James VI and Euphemia Douglas
In 1593 James VI had been linked with another member of the Lyon family, Eufamia Douglas, daughter of Sir William Douglas of Lochleven, Earl of Morton and Agnes Leslie. She married the Master of Glamis in 1586. She and her sisters were sometimes called the "seven pearls of Lochleven", and she may also have been known as "Lady Glamis". Dr Tobias Matthew, Bishop of Durham wrote of the "king's affection to the Lady Morton's daughter", and that she might be connected with the Earl of Bothwell's schemes, and draw a person of "greater estate" into Elizabeth's devotion.
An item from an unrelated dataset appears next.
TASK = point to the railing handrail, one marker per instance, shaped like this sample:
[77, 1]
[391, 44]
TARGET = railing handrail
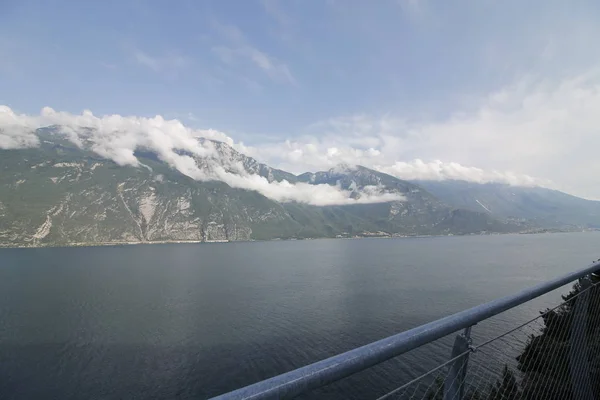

In a second letter Matthew mentioned a mystery concerning the "king's love" Lady Morton's daughter and the contents of a letter intercepted by Bothwell concerning the succession to the English throne intended for a person of "great estate". Euphemia Douglas however, was not the king's mistress mentioned in Carey's letters, and it also possible that Matthew's story concerned another of the seven Douglas of Lochleven sisters.